Ce constat d’inactivité prolongée a fini par peser lourd dans la balance.


Les raisons officielles du retrait

Le retrait du permis repose sur plusieurs manquements relevés par l’administration sénégalaise :

  • Absence de garanties financières conformes, pourtant exigées pour sécuriser les engagements d’exploration ;
  • Non-respect des obligations de travaux, prévues dans le contrat initial ;
  • Faible avancement des activités techniques, jugé incompatible avec la durée de détention du permis.

La révocation a été formalisée en septembre 2025, sous l’autorité du ministre de l’Énergie et du Pétrole, Birame Souleye Diop, dans le cadre d’une revue plus large des titres miniers et pétroliers.


Un message clair envoyé aux opérateurs

Au-delà du cas Atlas Oranto, la décision marque un changement de posture de l’État sénégalais. Dakar entend désormais mettre fin à la rétention spéculative de blocs pétroliers, qui empêche la valorisation effective des ressources nationales.

Le message est limpide :

Les permis ne sont plus des actifs dormants, mais des engagements à exécuter.

Cette ligne s’inscrit dans un contexte où le Sénégal dispose désormais de références opérationnelles solides, avec des projets majeurs comme Sangomar (pétrole) et Greater Tortue Ahmeyim (gaz), entrés ou entrant en production.


Atlas Oranto, un acteur africain sous pression

Fondée par Arthur Eze, Atlas Oranto Petroleum s’est positionnée depuis les années 1990 comme un acteur panafricain de l’exploration, avec des permis dans plusieurs pays du continent.

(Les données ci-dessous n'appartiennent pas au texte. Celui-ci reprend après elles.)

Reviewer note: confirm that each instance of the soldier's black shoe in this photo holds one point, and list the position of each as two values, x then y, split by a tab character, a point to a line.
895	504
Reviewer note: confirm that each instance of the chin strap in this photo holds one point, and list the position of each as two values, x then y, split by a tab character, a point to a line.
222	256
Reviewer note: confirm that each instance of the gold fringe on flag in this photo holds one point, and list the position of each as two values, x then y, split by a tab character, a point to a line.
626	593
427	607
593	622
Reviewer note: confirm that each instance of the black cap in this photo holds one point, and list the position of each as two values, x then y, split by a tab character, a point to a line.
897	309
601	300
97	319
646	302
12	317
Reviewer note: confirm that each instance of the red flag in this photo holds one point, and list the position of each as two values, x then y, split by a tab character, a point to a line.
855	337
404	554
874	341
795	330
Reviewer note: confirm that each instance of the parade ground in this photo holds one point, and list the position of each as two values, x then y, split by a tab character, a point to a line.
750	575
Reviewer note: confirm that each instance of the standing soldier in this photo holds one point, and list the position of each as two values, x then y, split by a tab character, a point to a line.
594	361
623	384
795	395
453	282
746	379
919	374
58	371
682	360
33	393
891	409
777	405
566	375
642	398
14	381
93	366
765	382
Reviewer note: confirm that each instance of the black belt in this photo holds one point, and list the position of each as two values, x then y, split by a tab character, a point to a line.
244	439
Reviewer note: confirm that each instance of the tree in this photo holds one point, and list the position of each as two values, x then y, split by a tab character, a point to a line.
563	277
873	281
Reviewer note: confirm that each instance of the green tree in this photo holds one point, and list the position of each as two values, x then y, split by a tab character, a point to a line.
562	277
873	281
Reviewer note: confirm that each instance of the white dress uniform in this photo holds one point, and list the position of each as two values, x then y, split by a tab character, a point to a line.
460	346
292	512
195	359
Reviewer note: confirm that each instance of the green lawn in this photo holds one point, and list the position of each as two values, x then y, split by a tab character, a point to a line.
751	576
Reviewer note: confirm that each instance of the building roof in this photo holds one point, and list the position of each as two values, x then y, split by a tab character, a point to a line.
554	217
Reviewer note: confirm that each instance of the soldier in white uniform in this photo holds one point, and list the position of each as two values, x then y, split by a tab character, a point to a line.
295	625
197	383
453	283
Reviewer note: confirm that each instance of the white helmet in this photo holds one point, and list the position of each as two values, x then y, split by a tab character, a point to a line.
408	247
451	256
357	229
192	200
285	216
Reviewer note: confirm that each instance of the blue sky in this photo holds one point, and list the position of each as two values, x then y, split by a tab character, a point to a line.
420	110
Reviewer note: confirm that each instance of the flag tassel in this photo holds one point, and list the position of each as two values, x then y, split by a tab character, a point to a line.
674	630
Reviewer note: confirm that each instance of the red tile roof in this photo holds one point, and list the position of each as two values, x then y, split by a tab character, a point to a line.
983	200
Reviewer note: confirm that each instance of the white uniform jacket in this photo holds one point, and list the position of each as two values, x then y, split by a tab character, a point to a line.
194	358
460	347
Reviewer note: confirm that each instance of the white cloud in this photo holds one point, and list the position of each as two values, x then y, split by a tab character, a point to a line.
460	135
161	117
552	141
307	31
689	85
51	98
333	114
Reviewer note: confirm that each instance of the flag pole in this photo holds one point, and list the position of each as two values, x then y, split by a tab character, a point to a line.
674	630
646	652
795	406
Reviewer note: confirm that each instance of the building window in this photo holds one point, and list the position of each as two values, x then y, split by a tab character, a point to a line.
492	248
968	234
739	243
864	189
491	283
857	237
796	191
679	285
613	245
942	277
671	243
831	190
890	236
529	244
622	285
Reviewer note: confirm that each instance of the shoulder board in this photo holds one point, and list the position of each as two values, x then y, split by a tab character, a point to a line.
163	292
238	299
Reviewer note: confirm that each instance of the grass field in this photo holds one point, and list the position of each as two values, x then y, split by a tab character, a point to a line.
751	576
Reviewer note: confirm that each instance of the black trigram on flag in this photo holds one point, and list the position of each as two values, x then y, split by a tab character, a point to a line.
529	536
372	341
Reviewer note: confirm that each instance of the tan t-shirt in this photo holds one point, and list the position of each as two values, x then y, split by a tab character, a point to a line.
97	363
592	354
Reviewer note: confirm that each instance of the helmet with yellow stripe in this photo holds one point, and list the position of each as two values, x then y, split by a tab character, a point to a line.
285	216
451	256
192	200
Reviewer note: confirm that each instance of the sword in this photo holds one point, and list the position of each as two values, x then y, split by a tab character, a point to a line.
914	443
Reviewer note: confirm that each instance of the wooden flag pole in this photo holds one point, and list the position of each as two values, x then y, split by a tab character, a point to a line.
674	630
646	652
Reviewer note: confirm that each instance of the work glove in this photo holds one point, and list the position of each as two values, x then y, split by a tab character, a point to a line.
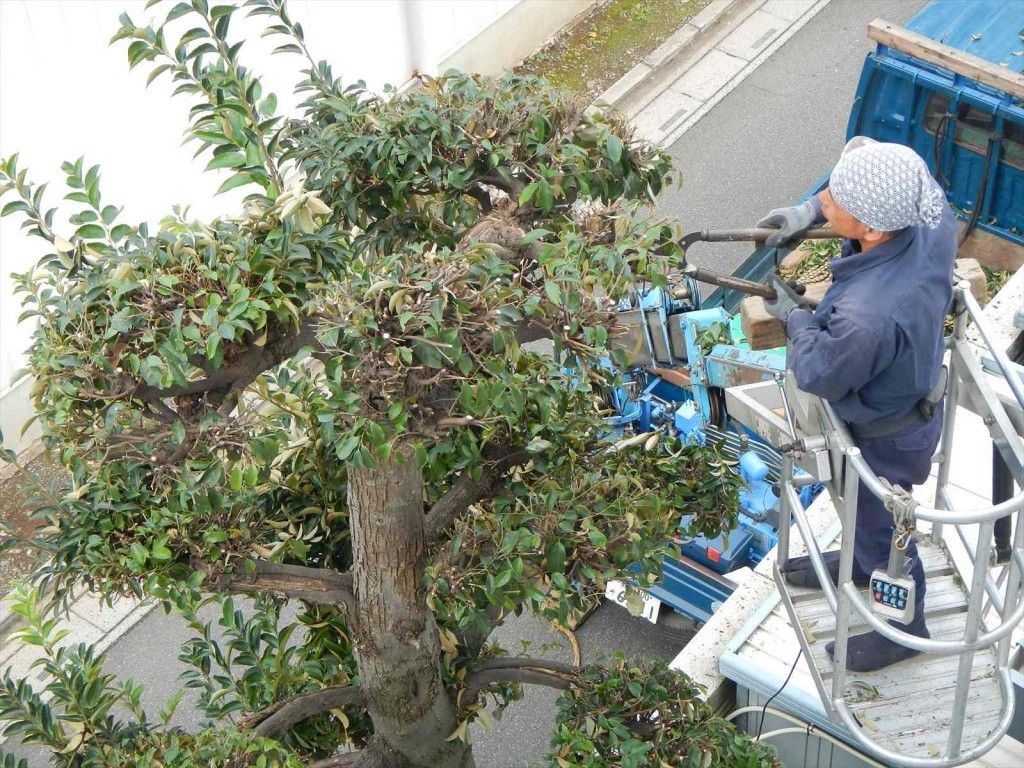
791	222
786	300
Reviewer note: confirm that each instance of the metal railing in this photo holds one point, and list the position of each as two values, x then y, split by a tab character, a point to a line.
850	473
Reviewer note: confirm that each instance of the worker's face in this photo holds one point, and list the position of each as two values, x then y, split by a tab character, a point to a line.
847	225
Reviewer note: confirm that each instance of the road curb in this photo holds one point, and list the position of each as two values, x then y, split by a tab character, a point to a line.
626	94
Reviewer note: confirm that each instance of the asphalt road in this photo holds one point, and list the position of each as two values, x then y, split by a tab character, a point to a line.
773	136
762	146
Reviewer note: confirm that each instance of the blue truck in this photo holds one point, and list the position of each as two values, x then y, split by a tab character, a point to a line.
950	86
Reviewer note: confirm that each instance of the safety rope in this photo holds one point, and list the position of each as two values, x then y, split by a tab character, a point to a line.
901	505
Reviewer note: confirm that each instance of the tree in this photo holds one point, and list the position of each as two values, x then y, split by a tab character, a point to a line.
327	400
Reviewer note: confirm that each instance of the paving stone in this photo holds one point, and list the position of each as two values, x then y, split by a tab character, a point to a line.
712	13
627	83
753	36
672	46
662	116
790	10
709	75
90	608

L’entreprise affirme avoir investi plusieurs dizaines de millions de dollars au Sénégal sur différents blocs, mais reconnaît des divergences avec les autorités sur l’interprétation des obligations financières et techniques.

À ce stade, aucune déclaration officielle détaillée n’a été publiée par la société à la suite du retrait du permis offshore.


Quelles conséquences pour le Sénégal ?

La reprise du contrôle du bloc Cayar Offshore Shallow ouvre plusieurs options pour l’État sénégalais :

  • relancer un appel d’offres international,
  • réattribuer le permis à un opérateur jugé plus actif,
  • ou réintégrer le bloc dans une stratégie nationale plus large de gestion des ressources.

Dans tous les cas, la décision renforce la crédibilité du Sénégal auprès des investisseurs sérieux, en démontrant que les règles s’appliquent à tous, indépendamment du poids financier ou politique des acteurs concernés.


En retirant un permis détenu depuis près de vingt ans par un opérateur de premier plan, le Sénégal acte une réalité nouvelle : l’ère des licences dormantes touche à sa fin.
À l’heure où le pays entre dans le cercle des producteurs d’hydrocarbures, Dakar rappelle que la souveraineté énergétique ne se proclame pas, elle se fait respecter, contrat par contrat.